Y la insensata lloraba de ira.

-¡Mientes! -gritó fuera de sí el manso don Serapio, oyéndose tratar con tan negra injusticia-. Los azares de la suerte las menos veces, y las más el constante, espantoso saqueo que has estado haciendo en mi caja, han sido la causa del desastre... o pueden llegar a serlo, si mis temores, bien fundados, se realizan.

-¿Luego todavía no ha llegado ese caso? -exclamó anhelante y menos ensoberbecida ya doña Sabina-. Quizá podrá evitarse...

-Pues ¿qué estoy diciéndote, mujer diabólica?

-Y ¿crees tú -prosiguió ésta sin darse por entendida del piropo-, que con alguna economía en casa?...

-No creo que sólo eso pueda bastar; pero en el trance en que me veo, quiero, aunque me haya acordado tarde, echar mano de todos los recursos que estén a mi alcance.

-Y el de las economías...

-El de las economías es el primero que exijo, hasta por razones de delicadeza.

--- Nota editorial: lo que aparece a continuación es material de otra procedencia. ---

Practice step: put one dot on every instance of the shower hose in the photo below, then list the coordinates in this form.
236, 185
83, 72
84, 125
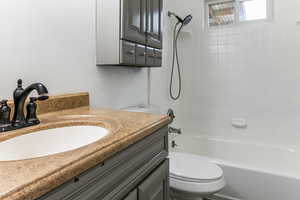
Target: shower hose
175, 61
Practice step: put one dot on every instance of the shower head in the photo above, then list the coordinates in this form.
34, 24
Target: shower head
187, 20
184, 21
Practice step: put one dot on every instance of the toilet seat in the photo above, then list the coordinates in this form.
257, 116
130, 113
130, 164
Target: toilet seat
194, 174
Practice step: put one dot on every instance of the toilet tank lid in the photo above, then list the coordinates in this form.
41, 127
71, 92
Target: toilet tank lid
193, 167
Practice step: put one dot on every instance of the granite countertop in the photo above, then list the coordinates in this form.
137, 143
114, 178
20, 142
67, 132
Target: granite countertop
30, 179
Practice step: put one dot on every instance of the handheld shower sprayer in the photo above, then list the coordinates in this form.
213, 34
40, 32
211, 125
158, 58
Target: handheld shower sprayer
182, 22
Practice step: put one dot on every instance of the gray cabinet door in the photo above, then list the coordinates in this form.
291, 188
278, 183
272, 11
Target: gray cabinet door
134, 20
132, 196
156, 186
154, 23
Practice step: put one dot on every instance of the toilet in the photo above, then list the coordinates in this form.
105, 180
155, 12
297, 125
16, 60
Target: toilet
193, 177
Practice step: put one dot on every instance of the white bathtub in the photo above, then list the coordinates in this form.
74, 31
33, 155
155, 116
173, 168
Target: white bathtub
252, 171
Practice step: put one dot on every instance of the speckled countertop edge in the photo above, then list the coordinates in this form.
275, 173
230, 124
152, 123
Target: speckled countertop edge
30, 179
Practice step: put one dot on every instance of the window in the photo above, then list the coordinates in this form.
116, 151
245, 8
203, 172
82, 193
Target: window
225, 12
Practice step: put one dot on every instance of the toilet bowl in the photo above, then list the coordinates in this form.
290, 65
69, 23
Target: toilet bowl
193, 177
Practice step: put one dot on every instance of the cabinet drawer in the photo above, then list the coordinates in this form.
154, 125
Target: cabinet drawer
156, 186
140, 55
127, 54
132, 195
108, 177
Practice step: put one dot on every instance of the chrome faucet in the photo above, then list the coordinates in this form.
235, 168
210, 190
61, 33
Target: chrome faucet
20, 95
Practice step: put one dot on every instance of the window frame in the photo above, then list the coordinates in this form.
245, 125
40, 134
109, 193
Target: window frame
237, 20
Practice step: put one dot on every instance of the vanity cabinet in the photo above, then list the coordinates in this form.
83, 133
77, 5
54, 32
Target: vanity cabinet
140, 172
126, 29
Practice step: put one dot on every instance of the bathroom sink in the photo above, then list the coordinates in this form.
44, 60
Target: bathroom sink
49, 142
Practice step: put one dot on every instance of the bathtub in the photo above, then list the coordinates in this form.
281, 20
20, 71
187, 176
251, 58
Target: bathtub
253, 171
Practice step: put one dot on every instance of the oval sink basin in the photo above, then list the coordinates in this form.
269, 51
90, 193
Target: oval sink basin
49, 142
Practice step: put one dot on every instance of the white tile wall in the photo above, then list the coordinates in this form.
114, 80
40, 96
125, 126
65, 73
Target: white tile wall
249, 71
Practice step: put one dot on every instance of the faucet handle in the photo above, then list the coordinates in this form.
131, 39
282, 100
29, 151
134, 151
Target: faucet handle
31, 116
20, 83
5, 111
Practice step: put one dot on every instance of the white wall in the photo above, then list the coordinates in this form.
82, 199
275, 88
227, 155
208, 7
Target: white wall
249, 71
53, 41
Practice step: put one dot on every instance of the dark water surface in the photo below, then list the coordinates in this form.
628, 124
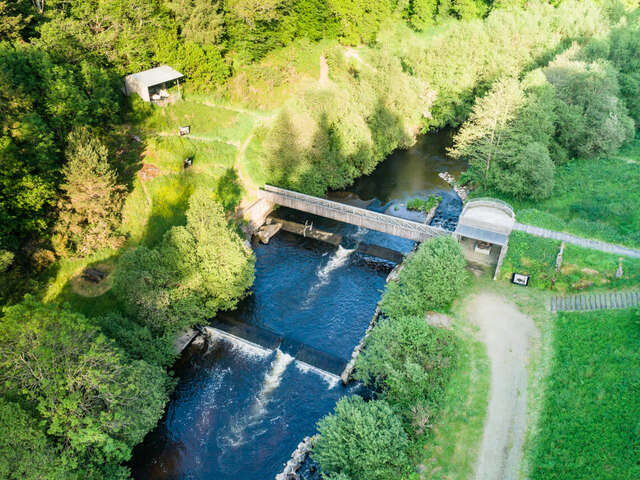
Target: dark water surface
240, 410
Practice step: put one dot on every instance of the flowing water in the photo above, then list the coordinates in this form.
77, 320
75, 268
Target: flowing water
239, 409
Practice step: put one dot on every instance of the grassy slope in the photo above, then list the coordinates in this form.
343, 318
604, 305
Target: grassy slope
226, 138
582, 269
593, 198
451, 449
589, 426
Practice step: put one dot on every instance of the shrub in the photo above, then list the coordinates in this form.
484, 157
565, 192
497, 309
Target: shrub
411, 363
197, 270
94, 400
362, 440
6, 259
432, 277
25, 451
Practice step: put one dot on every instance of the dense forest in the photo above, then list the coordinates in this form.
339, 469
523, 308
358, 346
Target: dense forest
531, 88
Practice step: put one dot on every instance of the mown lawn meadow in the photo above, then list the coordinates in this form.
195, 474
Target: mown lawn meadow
589, 425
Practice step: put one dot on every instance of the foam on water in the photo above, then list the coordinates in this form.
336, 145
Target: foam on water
337, 260
258, 409
244, 347
331, 379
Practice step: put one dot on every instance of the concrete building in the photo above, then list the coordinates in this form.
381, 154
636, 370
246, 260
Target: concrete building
483, 231
151, 85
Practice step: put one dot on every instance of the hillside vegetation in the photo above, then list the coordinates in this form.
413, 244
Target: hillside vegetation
305, 94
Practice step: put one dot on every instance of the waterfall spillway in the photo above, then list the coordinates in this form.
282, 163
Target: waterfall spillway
274, 375
337, 260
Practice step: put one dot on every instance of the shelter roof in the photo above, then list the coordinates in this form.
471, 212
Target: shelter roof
155, 76
481, 234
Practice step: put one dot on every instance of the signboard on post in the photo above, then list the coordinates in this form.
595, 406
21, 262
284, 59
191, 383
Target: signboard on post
520, 279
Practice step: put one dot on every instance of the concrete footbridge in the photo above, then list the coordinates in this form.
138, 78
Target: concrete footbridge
360, 217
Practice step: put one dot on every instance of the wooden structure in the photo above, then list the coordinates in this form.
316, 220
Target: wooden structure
590, 302
360, 217
152, 84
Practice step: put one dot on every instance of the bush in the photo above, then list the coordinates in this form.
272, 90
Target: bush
411, 362
432, 277
362, 440
96, 402
196, 271
25, 451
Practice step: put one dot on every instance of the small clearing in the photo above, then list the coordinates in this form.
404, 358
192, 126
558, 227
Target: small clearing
507, 334
324, 72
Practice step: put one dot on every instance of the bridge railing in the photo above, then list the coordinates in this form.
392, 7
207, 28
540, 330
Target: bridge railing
278, 195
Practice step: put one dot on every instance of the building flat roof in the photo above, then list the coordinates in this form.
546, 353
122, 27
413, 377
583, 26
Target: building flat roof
155, 76
482, 235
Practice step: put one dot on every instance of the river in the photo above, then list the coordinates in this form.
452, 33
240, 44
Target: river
239, 410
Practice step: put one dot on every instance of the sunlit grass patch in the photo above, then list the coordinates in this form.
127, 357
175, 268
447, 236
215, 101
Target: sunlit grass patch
589, 425
207, 121
594, 198
170, 153
254, 157
451, 449
582, 269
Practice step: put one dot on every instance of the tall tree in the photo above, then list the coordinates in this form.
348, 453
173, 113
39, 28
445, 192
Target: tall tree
96, 402
91, 202
592, 120
197, 270
481, 138
200, 21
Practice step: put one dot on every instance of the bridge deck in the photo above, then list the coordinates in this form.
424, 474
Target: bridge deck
360, 217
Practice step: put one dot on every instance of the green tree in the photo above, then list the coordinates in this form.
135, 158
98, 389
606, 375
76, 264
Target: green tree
422, 13
623, 54
15, 19
481, 137
196, 271
508, 136
362, 440
361, 19
25, 451
91, 202
6, 259
411, 362
41, 100
96, 402
200, 21
432, 277
592, 120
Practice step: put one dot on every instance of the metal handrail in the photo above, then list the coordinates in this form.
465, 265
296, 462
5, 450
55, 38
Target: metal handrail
361, 212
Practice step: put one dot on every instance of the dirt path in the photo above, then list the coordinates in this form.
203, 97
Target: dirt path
507, 334
323, 81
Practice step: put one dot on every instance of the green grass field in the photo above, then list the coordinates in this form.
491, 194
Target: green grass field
595, 198
451, 449
582, 269
590, 425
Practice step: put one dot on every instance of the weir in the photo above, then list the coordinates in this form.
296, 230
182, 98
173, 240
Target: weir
268, 340
310, 231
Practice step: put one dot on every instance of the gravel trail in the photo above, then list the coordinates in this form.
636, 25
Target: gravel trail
507, 334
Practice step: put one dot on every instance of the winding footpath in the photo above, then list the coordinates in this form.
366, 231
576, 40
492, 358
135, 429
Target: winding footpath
507, 333
579, 241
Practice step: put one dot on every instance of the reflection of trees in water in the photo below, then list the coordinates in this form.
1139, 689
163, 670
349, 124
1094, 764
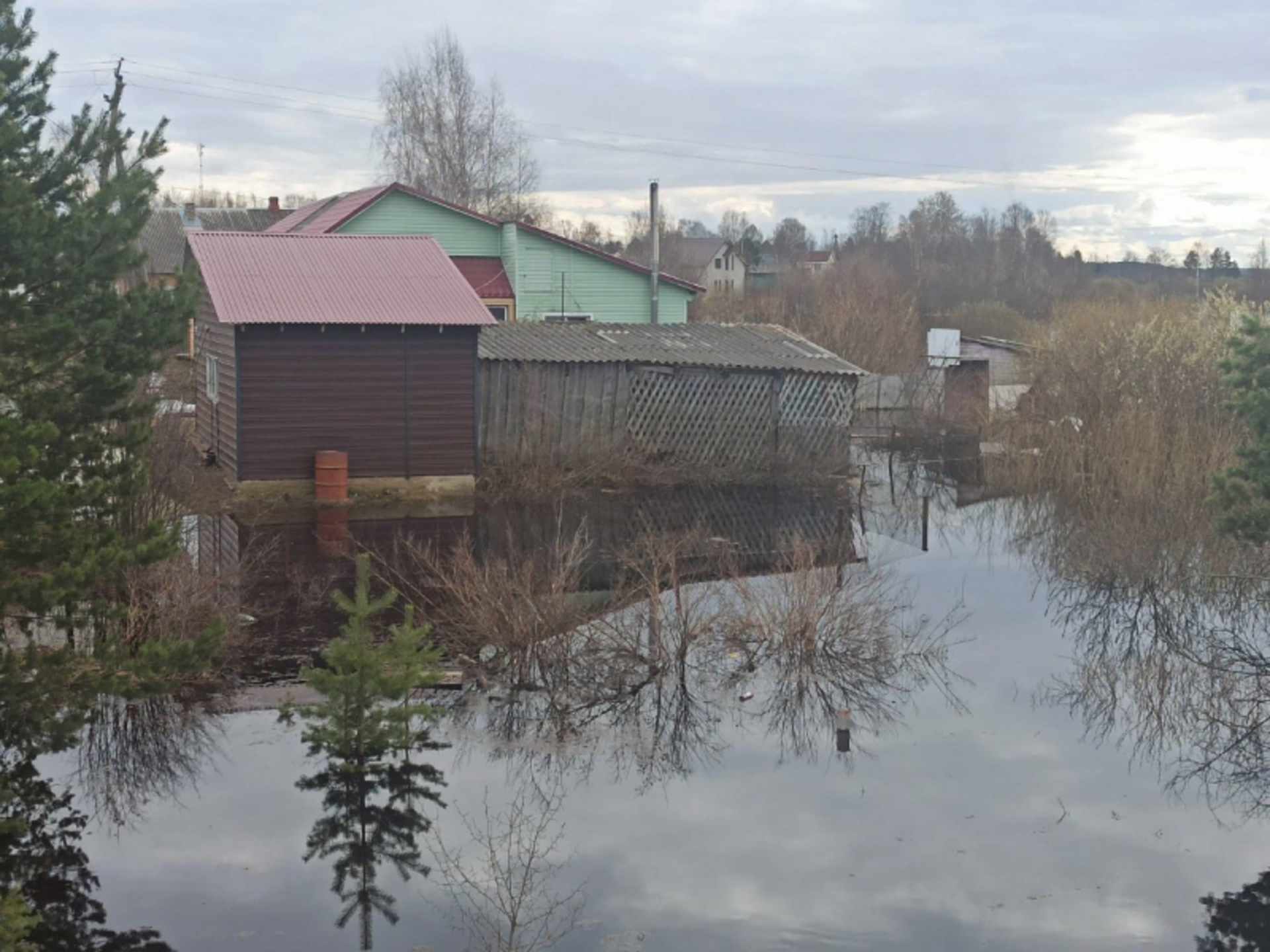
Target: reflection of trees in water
136, 752
1170, 626
646, 686
46, 885
1238, 920
42, 859
836, 641
368, 731
502, 883
370, 818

-No comprendo esas razones.

-Ni lo necesitas. Lo indispensable son economías, y éstas, yo te lo aseguro, las habrá desde hoy.

-¿Y Enriqueta?

-Enriqueta no necesita saber nada por ahora.

-¿Y si desea vestirse... o un capricho?

-¡Vestirse!... ¡cuando tiene su ropero abarrotado! ¡Caprichos! Enriqueta no los tendrá si su madre no se los propone.

-¡Serapio!

-Me tienen ya sin cuidado tus furores. ¡Ojalá me hubiera pagado siempre de ellos lo que me pago en este instante!

-¡Estos son los hombres honrados! -exclamó aquí doña Sabina, llorando, no sé si de despecho o de dolor-. Crueles, sin corazón, cuando nos ven agobiadas por la desgracia.

-Estos martirios, Sabina, no los damos los hombres. Suelen venir de más alto. ¡Harto será que en esta ruda prueba no estemos pagando todos el mayor de tus pecados y la más indigna de todas mis debilidades!

-¿Qué pecado tan horrendo puedo haber cometido yo que merezca el infamante castigo de ser pobre? -rugió doña Sabina en un arrebato de desesperación.

-Muchos -le replicó don Serapio indignado-: por de pronto, el de la soberbia que te dicta esas palabras insensatas, y después, el de arrojar de tu casa inicuamente a mi pobre sobrino, porque no era rico y estorbaba a tus planes.

-¿Por qué lo consentiste?

-Ese es precisamente el pecado de mi debilidad, pecado que, con el tuyo, ha traído el desastre sobre mi casa. Esta es la verdad. Cuida ahora de no perderla de vista si hemos de evitar mayores desventuras.

Dicho esto, salió don Serapio y cayó su señora en un estupor casi de idiota, del cual no volvió sino para meterse en la cama y pasarse en ella dos días, alimentándose el alma con haraposas visiones, y el cuerpo con tisanas.